Ironically, TheFatNurse saw these articles in the morning when TheFatNurse was chowing down on some eggs. What a way to wake up! Sadly, the article is not  free for view and TheFatNurse’s university account doesn’t have a subscription to it! TheFatNurse isn’t going to plop down 31 dollars for this study – after all 31 dollars can get you 240 eggs at Costco! Even more Ironic…240 eggs per year is about how many eggs the people in the highest egg group ate in the study…CONSPIRACY!?

Anyways, the study looked at carotid plaque buildup and divided the subjects into five groups based on how many eggs they ate via food surveys. They then found an association between egg consumption and plaque buildup. Scary? Not eggactly (hehe), because there are problems galore with the study itself and the way the media is interpreting it. Of course anytime the media represents a study this runs through TheFatNurse’s head:


In anycase  Zoe Harcombe has already done a pretty good critique of the study (she has the full study) which you can check out. Like any critique, once you look at how a study is setup, designed, calculated, and interpreted it is quite simple to spot things that are fishy.

Seinfeld Falls For The Old Fat Hypothesis

TheFatNurse recently jogged down memory lane in the 90’s with a few episodes of Seinfeld. You can only imagine TheFatNurse’s delight when an episode about low fat yogurt plopped onto the screen – CAPTURES THE PERSPECTIVE OF FAT SO WELL IN THE FATNURSE’S CHILDHOOD!

Photo by Alan Light; CC 2.0

While the belief that fat is evil still persists today, it was much much worse in the 1990s and this seinfeld episode captures it perfectly:

The episode shows Seinfeld and Elaine ecstatic about a new yogurt shop serving non fat yogurt. Both characters can’t believe there is no fat and proceed to gobble down cups and cups only to be shocked when they end up packing on the pounds. It’s revealed that the non fat yogurt actually has some fat in it which is what’s causing the weight gain. Mayor Rudy Giuliani even weighs in on the evils of fat in the non fat yogurt.

TheFatNurse is pretty sure the characters were getting fat not from over indulging in just fat, but also sugar. Even if the yogurt was 100% fat free, the characters would still have gained weight from eating so much yogurt with sugar under the belief that its ok because there is no fat. Look at the nonfat yogurt from Costco: 52 grams of sugar!

It’s a sad reminder of how TheFatNurse grew thinking fat consumption worked. This paradigm that eating fat makes one fat and eating sugar is ok was also shared by a lot of TheFatNurse’s friends growing up. In fact, TheFatNurse even remembers having an old friend who use to indulge in sherbert and yogurt while TheFatNurse ate full fat ice cream because TheFatNurse’s friend didn’t want to get fat…well guess what happened to her?

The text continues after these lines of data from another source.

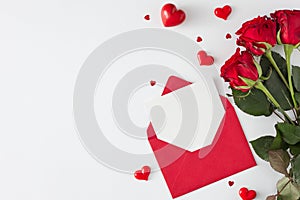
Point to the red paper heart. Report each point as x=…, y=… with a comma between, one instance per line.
x=199, y=39
x=171, y=16
x=230, y=183
x=223, y=12
x=228, y=36
x=247, y=194
x=152, y=83
x=143, y=173
x=204, y=59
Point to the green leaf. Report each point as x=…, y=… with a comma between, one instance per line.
x=280, y=61
x=262, y=145
x=296, y=77
x=279, y=197
x=272, y=197
x=256, y=103
x=288, y=190
x=296, y=169
x=295, y=149
x=279, y=160
x=297, y=97
x=274, y=84
x=279, y=143
x=290, y=133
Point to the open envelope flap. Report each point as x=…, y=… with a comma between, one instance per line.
x=185, y=171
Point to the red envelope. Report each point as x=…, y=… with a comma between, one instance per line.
x=186, y=171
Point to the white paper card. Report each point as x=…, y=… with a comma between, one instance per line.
x=184, y=117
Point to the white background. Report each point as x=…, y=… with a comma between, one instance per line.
x=42, y=47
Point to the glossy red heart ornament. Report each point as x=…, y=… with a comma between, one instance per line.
x=171, y=16
x=223, y=12
x=143, y=173
x=205, y=59
x=147, y=17
x=246, y=194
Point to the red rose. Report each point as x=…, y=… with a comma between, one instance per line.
x=255, y=31
x=289, y=25
x=239, y=65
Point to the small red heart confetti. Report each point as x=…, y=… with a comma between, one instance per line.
x=199, y=39
x=171, y=16
x=246, y=194
x=152, y=83
x=147, y=17
x=143, y=173
x=228, y=36
x=223, y=12
x=205, y=59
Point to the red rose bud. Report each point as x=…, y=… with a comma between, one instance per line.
x=289, y=25
x=257, y=35
x=238, y=68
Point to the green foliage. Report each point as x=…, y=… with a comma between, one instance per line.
x=290, y=133
x=274, y=84
x=295, y=149
x=288, y=190
x=279, y=160
x=296, y=77
x=296, y=169
x=262, y=145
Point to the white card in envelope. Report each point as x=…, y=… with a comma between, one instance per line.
x=184, y=117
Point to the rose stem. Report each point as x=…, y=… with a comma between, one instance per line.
x=261, y=87
x=271, y=59
x=288, y=49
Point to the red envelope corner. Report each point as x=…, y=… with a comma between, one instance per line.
x=228, y=154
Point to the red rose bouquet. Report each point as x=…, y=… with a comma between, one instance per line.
x=264, y=83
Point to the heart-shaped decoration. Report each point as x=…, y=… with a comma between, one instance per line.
x=143, y=173
x=230, y=183
x=152, y=83
x=247, y=194
x=205, y=59
x=223, y=12
x=171, y=16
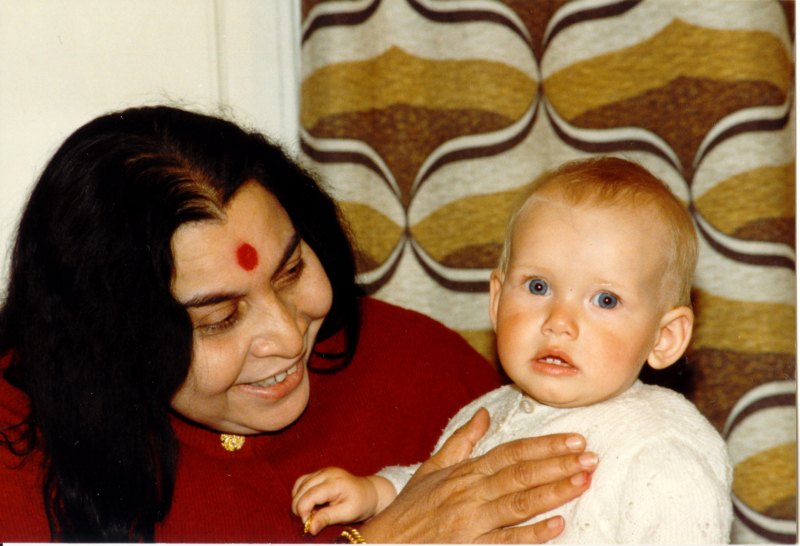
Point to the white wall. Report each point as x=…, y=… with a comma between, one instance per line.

…dead emotionally to TheFatNurse that is. Cause we had a falling out but otherwise her health is probably ok.

Anyways, on a related note, a new study (observational study) came out from the Journal of American Board of Family Medicine showing the dangers of obesity may be against what society believes using data from 2000-2006. It’s not the obesity that is causing mortality but the diseases that are associated with it like diabetes and hypertension.

Regarding severe obesity, as in the relatively fewer prior studies examining this category separately,1519 this study found it to be associated with significantly increased mortality risk without adjusting for diabetes or hypertension. However, severe obesity was no longer significantly associated with mortality after adjusting for these conditions, something not examined in the prior studies. Considered in the context of prior studies, these findings suggest that the mortality risk of above-normal BMI, at least in the short term, may be lower in the current era than in the past.

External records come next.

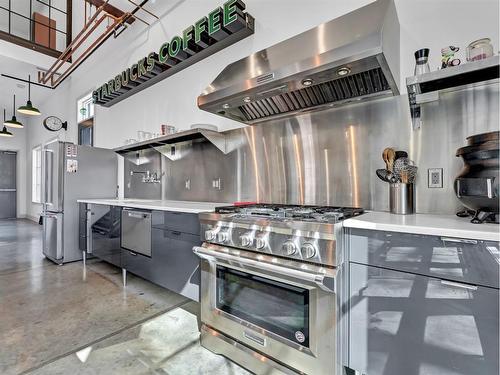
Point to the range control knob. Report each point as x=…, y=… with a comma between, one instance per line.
x=308, y=250
x=210, y=235
x=260, y=242
x=222, y=236
x=246, y=240
x=289, y=248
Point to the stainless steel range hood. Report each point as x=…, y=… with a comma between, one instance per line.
x=351, y=58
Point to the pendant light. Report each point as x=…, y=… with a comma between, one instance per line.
x=13, y=123
x=28, y=109
x=4, y=132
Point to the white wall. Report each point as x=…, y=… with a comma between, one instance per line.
x=18, y=144
x=424, y=23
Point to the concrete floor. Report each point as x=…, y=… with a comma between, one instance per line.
x=75, y=320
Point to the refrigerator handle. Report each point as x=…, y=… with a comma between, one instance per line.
x=48, y=167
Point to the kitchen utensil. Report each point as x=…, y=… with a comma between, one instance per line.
x=401, y=154
x=167, y=129
x=385, y=175
x=479, y=49
x=448, y=56
x=389, y=155
x=422, y=61
x=401, y=164
x=402, y=198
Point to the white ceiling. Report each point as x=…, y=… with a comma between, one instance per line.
x=9, y=87
x=21, y=69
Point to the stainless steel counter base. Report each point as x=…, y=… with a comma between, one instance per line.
x=220, y=344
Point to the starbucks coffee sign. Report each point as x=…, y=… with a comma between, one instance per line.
x=222, y=27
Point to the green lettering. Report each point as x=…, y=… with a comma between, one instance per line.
x=125, y=75
x=133, y=76
x=187, y=35
x=175, y=46
x=104, y=90
x=230, y=14
x=140, y=67
x=118, y=82
x=199, y=27
x=163, y=53
x=214, y=21
x=150, y=62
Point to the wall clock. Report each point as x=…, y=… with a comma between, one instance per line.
x=54, y=124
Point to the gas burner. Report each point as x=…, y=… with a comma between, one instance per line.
x=323, y=214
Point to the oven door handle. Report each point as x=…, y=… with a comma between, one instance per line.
x=323, y=281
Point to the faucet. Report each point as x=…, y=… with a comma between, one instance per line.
x=148, y=177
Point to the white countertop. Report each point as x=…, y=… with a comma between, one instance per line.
x=435, y=225
x=160, y=205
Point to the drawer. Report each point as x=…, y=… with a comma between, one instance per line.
x=462, y=260
x=401, y=323
x=137, y=264
x=177, y=221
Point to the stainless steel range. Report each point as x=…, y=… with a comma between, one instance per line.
x=269, y=293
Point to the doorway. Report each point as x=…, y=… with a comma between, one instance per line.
x=8, y=192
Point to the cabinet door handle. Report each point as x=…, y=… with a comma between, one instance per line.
x=458, y=285
x=459, y=240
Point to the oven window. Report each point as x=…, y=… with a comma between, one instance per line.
x=274, y=306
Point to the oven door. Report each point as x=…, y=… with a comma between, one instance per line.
x=282, y=308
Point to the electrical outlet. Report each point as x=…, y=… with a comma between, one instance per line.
x=435, y=177
x=217, y=184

…suggest that efforts to reduce mortality among the overweight and obese might be targeted most productively at individuals with coexisting diabetes, hypertension, or both.

Nice that the study reminds readers that generating conclusions from an observational study is not the same as RCTs!

Given the observational nature of the current analyses, these notions represent hypotheses to be tested in randomized controlled trials.